Give these managers new responsibilities that leverage their oversight skills: identifying patterns across team-built solutions, connecting use cases between departments, and escalating complex requirements to IT. They become innovation process managers rather than request gatekeepers.
The framing matters as much as the responsibilities. Present citizen development as capability building (”Build tools that make you more effective than your competitors”) rather than cost reduction. Cost reduction implies more work for the same pay and triggers defensive reactions. Capability building positions managers as competitive advantage creators who develop their teams’ skills. A procurement manager who helps her team build three automation tools in a quarter has accomplished a feat worth recognizing in performance reviews.
Watch for resistance disguised as governance concerns. “We need more controls before expanding” often means “I’m uncomfortable with the pace of change.” Address this by showing controlled expansion: Start with one additional team that has a clear use case and strong power user, succeed there, then expand. Incremental proof points overcome fear better than comprehensive governance documents.
Your 30-Day Pilot Plan
Start small, measure everything, and scale what works.
Week 1-2: Selection and Setup
Have your team download Kiro and identify three power users who spend 4+ hours weekly on repetitive tasks. Choose processes with clear rules and measurable outcomes, such as inventory reconciliation, compliance reporting, and customer onboarding workflows. Avoid anything that requires complex judgment calls or creative decisions.
Week 3-4: Build and Iterate
Have users describe their processes in plain English, test with real data immediately, and refine based on results. Expect iteration—first versions typically capture 80% of use cases. Document what requires IT intervention versus what users solve independently.
Measurement and Scaling
Track hours saved, errors caught, and processes accelerated through platform usage data and quarterly user surveys. Compare citizen development timelines to typical IT estimates for projects of a similar scope. Look for patterns in successful use cases that indicate which approaches work best and merit scaling enterprise-wide. Use these outcomes to justify a broader rollout.

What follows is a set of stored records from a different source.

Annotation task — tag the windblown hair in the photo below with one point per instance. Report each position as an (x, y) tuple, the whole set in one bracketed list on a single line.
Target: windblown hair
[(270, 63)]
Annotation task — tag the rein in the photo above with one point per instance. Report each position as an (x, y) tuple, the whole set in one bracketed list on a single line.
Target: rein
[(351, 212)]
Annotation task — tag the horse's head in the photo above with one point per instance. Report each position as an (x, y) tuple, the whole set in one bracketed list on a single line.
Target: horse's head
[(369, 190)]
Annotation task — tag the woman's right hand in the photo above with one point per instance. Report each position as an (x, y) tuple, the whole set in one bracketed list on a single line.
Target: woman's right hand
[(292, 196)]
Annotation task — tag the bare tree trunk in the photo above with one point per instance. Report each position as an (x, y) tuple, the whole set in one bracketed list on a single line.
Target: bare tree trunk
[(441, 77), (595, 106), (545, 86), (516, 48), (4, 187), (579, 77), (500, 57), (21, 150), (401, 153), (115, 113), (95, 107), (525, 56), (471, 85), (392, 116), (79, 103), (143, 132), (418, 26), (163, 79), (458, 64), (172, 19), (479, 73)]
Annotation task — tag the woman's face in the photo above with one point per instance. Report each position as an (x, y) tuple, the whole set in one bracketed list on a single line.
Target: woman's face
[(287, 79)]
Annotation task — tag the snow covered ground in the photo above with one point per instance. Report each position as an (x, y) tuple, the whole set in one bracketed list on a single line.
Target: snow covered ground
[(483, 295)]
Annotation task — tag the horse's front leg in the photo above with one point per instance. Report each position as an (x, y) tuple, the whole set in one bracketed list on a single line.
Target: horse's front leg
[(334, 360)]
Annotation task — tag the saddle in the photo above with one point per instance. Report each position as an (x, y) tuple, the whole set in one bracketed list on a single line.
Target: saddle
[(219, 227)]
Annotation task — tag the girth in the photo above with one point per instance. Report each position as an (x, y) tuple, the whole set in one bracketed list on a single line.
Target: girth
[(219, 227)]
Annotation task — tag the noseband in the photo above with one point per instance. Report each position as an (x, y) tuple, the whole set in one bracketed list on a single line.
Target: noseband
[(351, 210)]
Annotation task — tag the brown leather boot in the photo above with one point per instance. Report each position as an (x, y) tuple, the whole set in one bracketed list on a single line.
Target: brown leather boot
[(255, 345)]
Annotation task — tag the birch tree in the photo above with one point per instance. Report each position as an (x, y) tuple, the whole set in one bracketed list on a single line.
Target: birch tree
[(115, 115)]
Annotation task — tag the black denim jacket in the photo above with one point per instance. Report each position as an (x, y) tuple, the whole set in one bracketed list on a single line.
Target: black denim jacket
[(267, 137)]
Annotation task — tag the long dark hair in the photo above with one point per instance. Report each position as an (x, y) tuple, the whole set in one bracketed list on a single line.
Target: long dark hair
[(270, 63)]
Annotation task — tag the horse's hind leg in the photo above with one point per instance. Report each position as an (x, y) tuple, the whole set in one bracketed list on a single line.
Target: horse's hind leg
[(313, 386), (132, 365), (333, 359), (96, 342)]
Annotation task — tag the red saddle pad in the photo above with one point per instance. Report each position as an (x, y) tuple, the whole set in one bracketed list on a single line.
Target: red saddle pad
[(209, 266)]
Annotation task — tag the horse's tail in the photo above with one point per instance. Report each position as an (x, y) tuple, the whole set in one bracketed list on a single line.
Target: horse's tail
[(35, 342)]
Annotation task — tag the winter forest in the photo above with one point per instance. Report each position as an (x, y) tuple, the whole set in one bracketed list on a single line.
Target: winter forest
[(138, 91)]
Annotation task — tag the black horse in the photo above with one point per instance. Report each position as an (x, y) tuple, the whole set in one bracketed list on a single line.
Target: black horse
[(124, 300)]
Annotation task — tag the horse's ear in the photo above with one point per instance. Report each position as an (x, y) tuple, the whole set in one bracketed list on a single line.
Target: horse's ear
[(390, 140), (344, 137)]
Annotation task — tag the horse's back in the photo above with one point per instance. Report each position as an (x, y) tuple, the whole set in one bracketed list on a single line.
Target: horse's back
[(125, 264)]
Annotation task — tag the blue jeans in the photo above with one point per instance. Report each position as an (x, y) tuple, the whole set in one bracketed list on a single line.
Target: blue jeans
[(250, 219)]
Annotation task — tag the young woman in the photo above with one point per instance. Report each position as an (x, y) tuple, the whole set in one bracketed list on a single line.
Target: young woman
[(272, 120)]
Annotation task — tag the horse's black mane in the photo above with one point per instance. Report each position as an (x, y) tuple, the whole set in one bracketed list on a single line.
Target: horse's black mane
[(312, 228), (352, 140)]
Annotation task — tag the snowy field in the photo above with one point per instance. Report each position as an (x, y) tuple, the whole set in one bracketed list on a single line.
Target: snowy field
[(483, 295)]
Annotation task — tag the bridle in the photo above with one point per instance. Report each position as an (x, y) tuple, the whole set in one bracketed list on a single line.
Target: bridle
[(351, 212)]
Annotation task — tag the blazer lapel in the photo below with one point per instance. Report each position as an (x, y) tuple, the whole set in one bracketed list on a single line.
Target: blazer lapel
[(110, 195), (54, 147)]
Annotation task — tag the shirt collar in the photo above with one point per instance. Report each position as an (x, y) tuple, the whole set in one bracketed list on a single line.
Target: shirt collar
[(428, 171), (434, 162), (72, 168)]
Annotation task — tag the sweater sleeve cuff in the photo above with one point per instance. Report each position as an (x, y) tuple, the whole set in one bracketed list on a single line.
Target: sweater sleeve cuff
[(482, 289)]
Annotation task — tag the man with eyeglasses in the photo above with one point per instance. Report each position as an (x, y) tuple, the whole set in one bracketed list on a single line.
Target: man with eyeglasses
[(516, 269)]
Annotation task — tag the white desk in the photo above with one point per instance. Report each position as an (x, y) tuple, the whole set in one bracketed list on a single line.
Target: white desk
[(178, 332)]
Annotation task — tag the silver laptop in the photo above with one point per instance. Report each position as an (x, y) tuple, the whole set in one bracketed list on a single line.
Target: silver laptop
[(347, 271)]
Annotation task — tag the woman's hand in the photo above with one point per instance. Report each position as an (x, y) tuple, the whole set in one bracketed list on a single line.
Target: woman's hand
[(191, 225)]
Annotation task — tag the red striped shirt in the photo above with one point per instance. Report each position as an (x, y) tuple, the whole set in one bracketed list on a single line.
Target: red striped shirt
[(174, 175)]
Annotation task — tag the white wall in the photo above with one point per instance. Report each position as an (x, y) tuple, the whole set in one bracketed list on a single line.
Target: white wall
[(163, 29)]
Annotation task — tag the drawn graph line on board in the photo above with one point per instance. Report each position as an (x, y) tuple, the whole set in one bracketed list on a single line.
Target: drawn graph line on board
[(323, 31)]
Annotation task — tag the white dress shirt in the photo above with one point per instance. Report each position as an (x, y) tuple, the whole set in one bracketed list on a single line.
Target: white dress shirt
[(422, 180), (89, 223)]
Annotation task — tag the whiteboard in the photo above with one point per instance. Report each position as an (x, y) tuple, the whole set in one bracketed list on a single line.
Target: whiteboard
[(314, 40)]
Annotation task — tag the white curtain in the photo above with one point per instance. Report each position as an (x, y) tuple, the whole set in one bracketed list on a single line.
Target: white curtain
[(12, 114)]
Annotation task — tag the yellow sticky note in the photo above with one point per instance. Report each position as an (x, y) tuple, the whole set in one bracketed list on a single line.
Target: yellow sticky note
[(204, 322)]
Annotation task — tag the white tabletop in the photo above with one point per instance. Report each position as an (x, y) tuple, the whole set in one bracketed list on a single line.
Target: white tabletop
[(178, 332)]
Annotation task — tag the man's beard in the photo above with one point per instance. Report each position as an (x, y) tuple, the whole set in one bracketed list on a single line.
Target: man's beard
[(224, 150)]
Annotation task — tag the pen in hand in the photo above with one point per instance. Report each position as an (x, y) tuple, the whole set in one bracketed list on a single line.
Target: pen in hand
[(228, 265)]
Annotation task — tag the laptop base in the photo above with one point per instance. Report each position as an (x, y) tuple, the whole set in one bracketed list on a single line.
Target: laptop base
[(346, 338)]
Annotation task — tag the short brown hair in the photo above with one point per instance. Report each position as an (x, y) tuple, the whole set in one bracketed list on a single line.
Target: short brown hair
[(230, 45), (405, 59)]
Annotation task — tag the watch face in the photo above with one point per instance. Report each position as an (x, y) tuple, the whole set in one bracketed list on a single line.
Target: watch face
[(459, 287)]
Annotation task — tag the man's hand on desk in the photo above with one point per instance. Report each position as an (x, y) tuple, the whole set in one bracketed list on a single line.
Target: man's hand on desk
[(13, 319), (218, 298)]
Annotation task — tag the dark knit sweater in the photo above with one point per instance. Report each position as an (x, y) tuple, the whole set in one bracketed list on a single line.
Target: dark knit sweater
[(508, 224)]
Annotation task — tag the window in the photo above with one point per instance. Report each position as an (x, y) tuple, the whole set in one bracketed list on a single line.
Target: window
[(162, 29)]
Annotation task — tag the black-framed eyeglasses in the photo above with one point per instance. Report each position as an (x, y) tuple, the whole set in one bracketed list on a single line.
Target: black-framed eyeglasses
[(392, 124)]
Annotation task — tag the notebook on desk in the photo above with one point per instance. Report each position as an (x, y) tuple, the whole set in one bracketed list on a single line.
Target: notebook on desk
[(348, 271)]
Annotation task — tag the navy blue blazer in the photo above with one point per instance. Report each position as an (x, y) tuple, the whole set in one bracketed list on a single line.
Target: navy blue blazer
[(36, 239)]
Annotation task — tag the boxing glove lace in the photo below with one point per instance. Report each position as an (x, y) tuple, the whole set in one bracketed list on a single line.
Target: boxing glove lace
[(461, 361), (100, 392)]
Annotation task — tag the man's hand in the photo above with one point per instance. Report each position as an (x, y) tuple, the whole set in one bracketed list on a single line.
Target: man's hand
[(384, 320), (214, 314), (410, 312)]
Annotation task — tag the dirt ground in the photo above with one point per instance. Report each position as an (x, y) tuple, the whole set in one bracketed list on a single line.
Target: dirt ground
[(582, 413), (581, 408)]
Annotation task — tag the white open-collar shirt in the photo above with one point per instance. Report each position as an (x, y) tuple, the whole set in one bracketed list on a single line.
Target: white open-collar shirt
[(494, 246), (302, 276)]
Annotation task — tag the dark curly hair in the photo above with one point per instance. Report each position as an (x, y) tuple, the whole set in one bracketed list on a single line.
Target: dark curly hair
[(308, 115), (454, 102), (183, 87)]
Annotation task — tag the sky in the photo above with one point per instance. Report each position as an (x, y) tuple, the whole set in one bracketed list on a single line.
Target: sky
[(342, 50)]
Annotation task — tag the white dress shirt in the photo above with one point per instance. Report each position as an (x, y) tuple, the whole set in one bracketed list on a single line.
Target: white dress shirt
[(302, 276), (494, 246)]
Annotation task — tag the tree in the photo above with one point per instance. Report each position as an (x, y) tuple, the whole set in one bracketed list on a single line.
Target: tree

The New Role of Technology Leaders
Technology leaders who win in this environment recognize that their strength comes not from controlling who can build but from controlling how building happens safely. Your role evolves from building every application to building the infrastructure that lets your team members build within governance frameworks you design.
This requires new skills: designing governance frameworks that enable rather than restrict, identifying patterns across distributed solutions, and knowing when citizen-built applications need enterprise scaling versus remaining team-specific. Citizen-built applications that can handle millions of transactions indicate platform success, not governance failure.